Discrepância nos salários motiva greve de funcionário da Solverde

Aconteceu no passado dia 1 de Dezembro: os funcionários do Casino de Espinho – tutelado pela Solverde – juntaram-se numa greve de 2 dias que contou com níveis de adesão próximos dos 90%. Uma das principais queixas dos funcionários, que procuram melhores salários e condições de trabalho, está relacionada com o facto de os empregados do Casino de Espinho receberem menos do que aqueles que trabalham em outros casinos portugueses. Entre estes encontra-se o Casino da Póvoa, que apesar de ter registado quebras de lucro durante o ano de 2019 paga salários superiores àqueles auferidos pelos trabalhadores da Solverde em Espinho.


Num momento em que os jogos casino grátis ameaçam de forma séria o ecossistema dos casinos portugueses – pelo menos enquanto estabelecimentos de promoção de jogo – a greve dos trabalhadores do Casino de Espinho não parece estar directamente relacionada com a pequena crise económica que tem vindo a afectar os casinos de Portugal. É por isso improvável que os problemas dos funcionários do Casino de Espinho venham a ‘contagiar’ o Casino da Póvoa, pelo menos a curto prazo.

As exigências dos funcionários da Solverde em Espinho

Na opinião do presidente do Sindicato dos Trabalhadores das Salas de Jogos, Carlos Teixeira, a elevada taxa de adesão à greve foi surpreendente, mas espelha o descontentamento dos funcionários. Para além de considerarem que os salários reduzidos, inferiores ao de trabalhadores em condições semelhantes noutras localidades do país – incluindo a Póvoa de Varzim – são injustos, os empregados do Casino de Espinho pedem a renovação do contracto colectivo de trabalho, a atribuição de um subsídio específico para os trabalhadores do turno da noite e ainda um prémio mensal de assiduidade.
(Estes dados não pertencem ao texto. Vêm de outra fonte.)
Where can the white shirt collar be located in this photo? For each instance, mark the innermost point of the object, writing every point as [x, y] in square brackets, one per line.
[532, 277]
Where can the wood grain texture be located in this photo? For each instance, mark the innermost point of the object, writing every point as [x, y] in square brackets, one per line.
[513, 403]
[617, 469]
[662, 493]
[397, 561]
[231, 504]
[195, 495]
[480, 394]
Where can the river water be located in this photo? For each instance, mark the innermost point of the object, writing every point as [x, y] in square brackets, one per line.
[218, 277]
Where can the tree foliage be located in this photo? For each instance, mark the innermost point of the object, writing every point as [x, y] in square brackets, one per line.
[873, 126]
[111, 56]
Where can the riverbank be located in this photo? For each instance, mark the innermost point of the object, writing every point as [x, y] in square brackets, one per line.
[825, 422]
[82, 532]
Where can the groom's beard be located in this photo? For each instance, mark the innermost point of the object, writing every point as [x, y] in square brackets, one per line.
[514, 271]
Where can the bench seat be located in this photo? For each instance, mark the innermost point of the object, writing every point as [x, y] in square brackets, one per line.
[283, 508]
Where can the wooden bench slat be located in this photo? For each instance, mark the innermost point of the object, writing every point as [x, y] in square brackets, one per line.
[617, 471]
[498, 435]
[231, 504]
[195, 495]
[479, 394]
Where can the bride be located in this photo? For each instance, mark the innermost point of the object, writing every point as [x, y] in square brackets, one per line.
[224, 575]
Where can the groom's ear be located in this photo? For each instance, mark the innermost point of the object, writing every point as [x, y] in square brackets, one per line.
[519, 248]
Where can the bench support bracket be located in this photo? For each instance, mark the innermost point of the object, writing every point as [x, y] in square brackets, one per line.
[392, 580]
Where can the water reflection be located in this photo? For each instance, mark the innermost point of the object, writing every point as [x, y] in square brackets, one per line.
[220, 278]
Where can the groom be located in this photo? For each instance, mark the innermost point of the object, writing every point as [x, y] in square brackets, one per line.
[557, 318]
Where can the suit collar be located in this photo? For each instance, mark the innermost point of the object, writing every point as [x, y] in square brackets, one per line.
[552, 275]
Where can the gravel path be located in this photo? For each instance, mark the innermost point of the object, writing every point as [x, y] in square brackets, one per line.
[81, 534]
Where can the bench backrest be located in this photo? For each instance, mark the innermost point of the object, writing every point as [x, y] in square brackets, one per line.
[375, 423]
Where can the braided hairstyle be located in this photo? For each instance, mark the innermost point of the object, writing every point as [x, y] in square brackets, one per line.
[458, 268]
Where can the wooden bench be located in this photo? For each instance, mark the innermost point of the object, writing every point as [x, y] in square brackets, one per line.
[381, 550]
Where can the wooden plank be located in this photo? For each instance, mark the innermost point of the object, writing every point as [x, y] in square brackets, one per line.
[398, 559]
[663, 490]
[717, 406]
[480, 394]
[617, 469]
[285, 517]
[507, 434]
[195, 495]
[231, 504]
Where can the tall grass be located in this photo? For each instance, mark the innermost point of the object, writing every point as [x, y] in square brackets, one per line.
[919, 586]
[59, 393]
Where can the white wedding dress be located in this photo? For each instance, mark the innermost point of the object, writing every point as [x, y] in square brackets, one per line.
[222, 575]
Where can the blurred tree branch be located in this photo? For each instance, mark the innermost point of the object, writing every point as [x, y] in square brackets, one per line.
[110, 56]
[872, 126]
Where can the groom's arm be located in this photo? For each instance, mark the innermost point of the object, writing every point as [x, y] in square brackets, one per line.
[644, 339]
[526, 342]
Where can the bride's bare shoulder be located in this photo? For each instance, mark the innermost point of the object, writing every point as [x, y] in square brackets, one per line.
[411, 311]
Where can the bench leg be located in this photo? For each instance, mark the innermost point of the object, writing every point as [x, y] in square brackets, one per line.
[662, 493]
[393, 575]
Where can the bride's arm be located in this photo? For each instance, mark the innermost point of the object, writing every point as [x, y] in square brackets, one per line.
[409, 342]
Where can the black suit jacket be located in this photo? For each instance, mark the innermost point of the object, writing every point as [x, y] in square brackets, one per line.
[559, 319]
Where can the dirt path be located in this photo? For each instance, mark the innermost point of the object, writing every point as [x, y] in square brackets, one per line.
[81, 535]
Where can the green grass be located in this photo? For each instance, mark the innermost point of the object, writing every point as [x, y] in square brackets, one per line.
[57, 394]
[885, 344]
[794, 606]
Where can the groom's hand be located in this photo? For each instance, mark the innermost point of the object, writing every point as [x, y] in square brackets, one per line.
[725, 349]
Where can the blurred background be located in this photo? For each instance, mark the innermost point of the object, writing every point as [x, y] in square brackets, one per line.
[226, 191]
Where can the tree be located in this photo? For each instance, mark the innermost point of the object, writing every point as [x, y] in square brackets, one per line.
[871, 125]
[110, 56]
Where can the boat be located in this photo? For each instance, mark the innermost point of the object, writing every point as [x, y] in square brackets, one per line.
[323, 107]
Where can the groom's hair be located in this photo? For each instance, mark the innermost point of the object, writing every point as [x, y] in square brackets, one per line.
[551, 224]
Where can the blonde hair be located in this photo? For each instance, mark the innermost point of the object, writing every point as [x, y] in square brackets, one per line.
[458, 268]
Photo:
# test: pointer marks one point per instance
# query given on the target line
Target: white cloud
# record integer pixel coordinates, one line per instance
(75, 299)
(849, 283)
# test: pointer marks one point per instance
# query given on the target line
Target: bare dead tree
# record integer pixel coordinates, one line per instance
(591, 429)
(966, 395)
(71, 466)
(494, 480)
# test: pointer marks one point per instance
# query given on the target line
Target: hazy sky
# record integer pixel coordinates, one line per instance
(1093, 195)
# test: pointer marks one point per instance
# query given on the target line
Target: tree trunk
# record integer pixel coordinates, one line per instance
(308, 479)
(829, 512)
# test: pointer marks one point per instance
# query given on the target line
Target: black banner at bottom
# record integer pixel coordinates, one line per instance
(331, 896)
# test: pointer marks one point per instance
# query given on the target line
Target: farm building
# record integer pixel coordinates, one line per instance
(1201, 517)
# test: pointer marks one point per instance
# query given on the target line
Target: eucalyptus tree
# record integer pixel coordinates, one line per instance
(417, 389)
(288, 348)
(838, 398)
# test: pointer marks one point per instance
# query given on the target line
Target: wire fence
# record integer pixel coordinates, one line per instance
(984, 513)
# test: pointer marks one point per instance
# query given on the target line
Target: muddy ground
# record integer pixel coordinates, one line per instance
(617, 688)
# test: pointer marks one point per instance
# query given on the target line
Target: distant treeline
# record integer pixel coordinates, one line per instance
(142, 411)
Segundo os 180 trabalhadores revoltados do Casino de Espinho, a facturação mensal do estabelecimento – que se fixa numa média de 5 milhões de euros – justifica a criação de melhores condições laborais.


Outras exigências incluem a renovação de regalias que eram anteriormente concedidas aos trabalhadores mas que foram entretanto anuladas. Entre estas encontra-se um período anual de 25 dias de férias, assim como as dispensas pagas do dia de aniversário e do feriado de Natal. Existem além disso relatos relativos a uma cultura administrativa agressiva e com recurso a técnicas que os trabalhadores insatisfeitos consideram de “intimação”.

A luta continua dia 25?

Embora o projecto de uma nova paralisação laboral ainda não tenha sido oficialmente confirmado, é provável que os trabalhadores do Casino de Espinho convoquem novas greves de funcionários para os dias 25 e 31 de Dezembro caso não vejam as suas exigências satisfeitas. Dois dias de festa em que o Casino costuma receber mais visitantes do que normal, e que podem por isso influenciar de forma negativa o balanço de contas anual da Solverde.


Num momento em que os casinos territoriais em Portugal parecem atravessar um dos períodos mais negros da década, a greve dos funcionários do Casino de Espinho apenas vem ajudar a contribuir para o clima de instabilidade. As preocupações económicas do sector são transversais a todos os casinos portugueses, incluindo o Casino da Póvoa. Sem recursos para contrariar a cada vez maior popularidade dos casinos digitais, os tradicionais estabelecimentos de jogo portugueses correm o risco de se tornar obsoletos e de ceder às novas tecnologias.